La messa - che cerchiamo di riscoprire quale valido
sostegno del rinnovamento giubilare – richiama appunto tale contesto.
L’altare sul quale viene celebrata richiama la tavola su cui si prende
cibo, chiarissimo ed insistente l’invito: “prendete e mangiate”; “beati
gli invitati alla cena dell’Agnello”. E prima di accostarci alla mensa
non preghiamo forse dicendo: “Padre nostro che sei nei cieli”?
Notiamo poi che tutte le preghiere, inviti, esortazioni e
formule varie sono sempre rivolte ed espresse alla e dalla comunità..
Una comunità che va oltre i presenti fra i muri della chiesa.
“Gli amici dei miei amici sono miei amici” si dice.

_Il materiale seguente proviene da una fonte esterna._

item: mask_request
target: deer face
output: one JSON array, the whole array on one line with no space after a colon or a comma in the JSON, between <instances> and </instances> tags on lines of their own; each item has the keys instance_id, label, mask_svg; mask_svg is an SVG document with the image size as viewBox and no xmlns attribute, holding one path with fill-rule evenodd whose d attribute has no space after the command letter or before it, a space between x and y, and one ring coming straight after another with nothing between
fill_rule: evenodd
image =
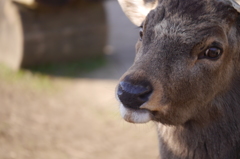
<instances>
[{"instance_id":1,"label":"deer face","mask_svg":"<svg viewBox=\"0 0 240 159\"><path fill-rule=\"evenodd\" d=\"M237 10L220 0L161 0L143 15L135 61L117 89L122 117L180 125L221 114L216 100L238 68Z\"/></svg>"}]
</instances>

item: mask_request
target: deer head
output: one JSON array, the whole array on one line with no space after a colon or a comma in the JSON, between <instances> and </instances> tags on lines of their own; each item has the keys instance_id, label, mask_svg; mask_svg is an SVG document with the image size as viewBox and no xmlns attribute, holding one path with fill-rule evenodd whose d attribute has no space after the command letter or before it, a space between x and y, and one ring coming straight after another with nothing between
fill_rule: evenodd
<instances>
[{"instance_id":1,"label":"deer head","mask_svg":"<svg viewBox=\"0 0 240 159\"><path fill-rule=\"evenodd\" d=\"M121 77L122 117L168 125L224 114L239 79L240 7L232 0L119 0L140 27L133 65Z\"/></svg>"}]
</instances>

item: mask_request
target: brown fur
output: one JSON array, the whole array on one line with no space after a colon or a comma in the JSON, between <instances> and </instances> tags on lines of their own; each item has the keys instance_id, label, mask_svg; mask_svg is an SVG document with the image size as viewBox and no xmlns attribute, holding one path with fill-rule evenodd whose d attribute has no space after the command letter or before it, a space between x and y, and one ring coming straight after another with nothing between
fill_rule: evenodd
<instances>
[{"instance_id":1,"label":"brown fur","mask_svg":"<svg viewBox=\"0 0 240 159\"><path fill-rule=\"evenodd\" d=\"M153 86L144 109L158 125L160 159L240 159L237 10L220 0L159 0L142 20L136 59L121 81ZM213 43L221 57L198 59Z\"/></svg>"}]
</instances>

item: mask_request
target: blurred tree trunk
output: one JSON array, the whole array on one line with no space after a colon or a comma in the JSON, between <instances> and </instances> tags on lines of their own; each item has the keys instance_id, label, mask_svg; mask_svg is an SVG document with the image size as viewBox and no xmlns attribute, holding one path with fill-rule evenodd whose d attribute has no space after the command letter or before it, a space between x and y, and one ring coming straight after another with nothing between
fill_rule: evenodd
<instances>
[{"instance_id":1,"label":"blurred tree trunk","mask_svg":"<svg viewBox=\"0 0 240 159\"><path fill-rule=\"evenodd\" d=\"M32 1L0 0L1 61L19 68L103 55L107 22L101 1Z\"/></svg>"},{"instance_id":2,"label":"blurred tree trunk","mask_svg":"<svg viewBox=\"0 0 240 159\"><path fill-rule=\"evenodd\" d=\"M0 0L0 63L13 69L22 61L23 35L19 14L9 0Z\"/></svg>"}]
</instances>

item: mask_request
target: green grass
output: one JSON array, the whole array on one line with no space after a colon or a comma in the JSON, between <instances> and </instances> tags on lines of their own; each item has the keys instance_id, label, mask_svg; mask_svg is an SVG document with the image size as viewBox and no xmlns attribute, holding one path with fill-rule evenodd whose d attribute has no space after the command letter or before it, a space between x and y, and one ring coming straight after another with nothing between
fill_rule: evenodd
<instances>
[{"instance_id":1,"label":"green grass","mask_svg":"<svg viewBox=\"0 0 240 159\"><path fill-rule=\"evenodd\" d=\"M106 63L103 57L64 64L49 64L28 69L13 71L0 65L0 82L28 87L34 90L50 91L58 87L56 77L77 78L81 74L91 72ZM61 82L61 85L63 83Z\"/></svg>"},{"instance_id":2,"label":"green grass","mask_svg":"<svg viewBox=\"0 0 240 159\"><path fill-rule=\"evenodd\" d=\"M7 84L16 84L38 90L54 88L54 84L49 76L27 70L13 71L4 65L0 65L0 79L1 82Z\"/></svg>"},{"instance_id":3,"label":"green grass","mask_svg":"<svg viewBox=\"0 0 240 159\"><path fill-rule=\"evenodd\" d=\"M81 74L91 72L106 64L104 57L80 60L71 63L47 64L31 67L30 70L53 76L79 77Z\"/></svg>"}]
</instances>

Perché
quanti sono amici di Cristo, in quanto partecipano alla condivisione
della sua Parola e del suo Corpo, faticano poi tanto ad essere “amici
fra” non solo fuori ma anche in chiesa? ”Può essere, - dice S
Agostino – che abbracciando Cristo tu gli pesti i piedi, se ignori i
suoi e tuoi fratelli”.
Non
sottovalutiamo, quindi, le parole “fratelli, sorelle” che dovrebbero
riscaldare il clima delle nostre comunità.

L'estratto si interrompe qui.